Auschwitz Eighty Years After Liberation

Auschwitz, the infamous Nazi concentration camp which remains a global symbol of terror, genocide and the Holocaust, was liberated eighty years ago on January 27, 1945, by the Soviet Red Army.  At its liberation, there were approximately seven thousand prisoners remaining at the camp. 

Auschwitz was established nearly a year after the September 1939 German invasion of Poland.  The camp was initially used to imprison Poles as the occupying army were unable to incarcerate so many people in the existing Polish prisons.  The first transport of Poles reached Auschwitz from Tarnów prison on June 14, 1940.  This date is now the annual official Remembrance Day in Poland for the Holocaust.

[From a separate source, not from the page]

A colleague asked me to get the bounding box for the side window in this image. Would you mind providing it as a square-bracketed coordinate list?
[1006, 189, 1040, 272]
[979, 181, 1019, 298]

After that initial group of 728 Polish political prisoners deported by Germans from Tarnów, more groups of Polish prisoners would be transferred to Auschwitz and until early 1942 Poles were the majority of prisoners incarcerated there.  Up until the Spring of 1942 Jewish prisoners accounted for less than ten percent of the total population imprisoned at Auschwitz.  That would soon change.

Beginning in the spring of 1942, Jews began to be placed in Auschwitz. By the end of 1942 more than half of the 400,000 prisoners at Auschwitz were Jews.  From 1942-1944 Auschwitz served as the largest Nazi center for the destruction of the Jewish population of the European countries occupied by and allied to the Third Reich.  Jews were transported to Auschwitz from Hungary, Bohemia, Moravia, Slovakia, France, the Netherlands, Greece, Belgium, Norway, Germany and Austria.

Historians estimate that around 1.1 million people perished in Auschwitz during the less than 5 years of its existence. The majority, around 1 million people, were Jews. Approximately 70,000 Poles were murdered there.  Many thousands more of Roma, Sinto, Russian prisoners-of-war, Czechs, Slovaks, Belorussians and other Europeans were killed at Auschwitz.

Liberating Auschwitz was not part of the advancing Red Army’s plan as they approached the region.  In fact, they did not know about the camp at all.  Red Army scouts stumbled upon the camp, shocked by the emaciated prisoners who greeted them.  As more Russian troops began arriving at the camp, they set up hospitals to care for the survivors. Polish Red Cross workers would eventually arrive to help care for the remaining Auschwitz victims of the Third Reich.

On June 14, 1947 the memorial and museum at Auschwitz was formerly opened.  The opening was attended by tens of thousands of people, primarily former prisoners and their families.  The memorial and museum nearly eighty years later serve as a reminder to all to never forget.